ベールを脱ぐトランプ恫喝に戦々恐々の日本自動車メーカー

| 週刊実話

 「我々は今後5年間だけでで(アメリカに)さらに100億ドル(約1兆1600億円)を投資する」
 1月9日、アメリカ・デトロイトで開かれた北米国際自動車ショーで、トヨタ自動車の豊田章男社長は巨額投資を力強くアピールした。
 このニュースに触れた世界中の人たちすべては、世界一の自動車企業のトップの言葉が誰に向けられたものか理解していた。もちろんそれは、アメリカ次期大統領、ドナルド・トランプ氏だ。

 自動車業界アナリストがこう言う。
 「トランプ氏は次期大統領に決まった直後から、ツイッターによる“トランプ砲”で、自分の意に反する企業を次々とヤリ玉に挙げてきた。例えば、アメリカを代表する大手航空企業のボーイングには、昨年12月初旬に大統領専用機エアフォースワンが高すぎると噛みつき、ロッキード社にもステルス戦闘機F35のコストが高いとぶっちゃける。これに対し、両社のCEOは即座にトランプ氏に白旗を上げて値下げを確約。ボーイング社に至っては、大統領就任式に向け1億円の寄付まで申し出たほどです。これにトランプ氏も態度を一転させ、褒めたたえた」

 自分の発言の威力に気をよくしたのか、トランプ氏は新年になると、今度は自動車企業を爆撃し始めた。まず、米フォードに対してメキシコでの工場建設を批判。同社も即座に中止を宣言した。
 「その“トランプ砲”が、ついに世界一のトヨタに照準を当て、ぶち込まれた。'19年にメキシコで稼働する予定で、昨年11月に起工式を行ったばかりのトヨタ・メキシコ工場に対し『米国に建設しろ。さもなければ多額の関税を支払え』と脅したのです。それに対しての返答が、9日の豊田社長の1兆1600億円投資話だった」(同)

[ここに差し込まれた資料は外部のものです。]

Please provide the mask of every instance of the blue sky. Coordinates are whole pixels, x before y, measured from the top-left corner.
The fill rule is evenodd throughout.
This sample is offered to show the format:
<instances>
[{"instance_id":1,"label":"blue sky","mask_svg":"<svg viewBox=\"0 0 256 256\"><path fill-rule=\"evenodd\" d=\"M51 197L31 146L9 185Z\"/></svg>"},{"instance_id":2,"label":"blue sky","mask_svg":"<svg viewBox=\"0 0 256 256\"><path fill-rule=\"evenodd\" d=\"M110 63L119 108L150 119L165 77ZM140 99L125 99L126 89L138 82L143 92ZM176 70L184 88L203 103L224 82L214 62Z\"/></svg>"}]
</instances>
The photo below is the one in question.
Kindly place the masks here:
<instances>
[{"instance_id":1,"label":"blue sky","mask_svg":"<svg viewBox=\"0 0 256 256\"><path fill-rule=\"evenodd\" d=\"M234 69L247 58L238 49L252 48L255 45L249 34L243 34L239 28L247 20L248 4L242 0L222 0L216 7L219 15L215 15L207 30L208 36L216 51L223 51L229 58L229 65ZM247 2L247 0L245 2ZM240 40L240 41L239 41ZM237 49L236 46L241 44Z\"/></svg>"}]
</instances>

 トヨタはこの新工場に1080億円を投じ、年間20万台の製造を予定しているため、そう簡単には撤回できない。そこでひねり出したのが、今回のアピールだった。
 このトランプの攻撃に震え上がった日本の自動車企業は、トヨタばかりではない。というのも、日本の主力自動車企業にとってメキシコでの人件費は中国より13%安く、生産コストも5%も低い。しかも'94年に発足したアメリカ、カナダ、メキシコでの北米自由貿易協定(NAFTA)で、それぞれの国同士の貿易品には関税がかけられない。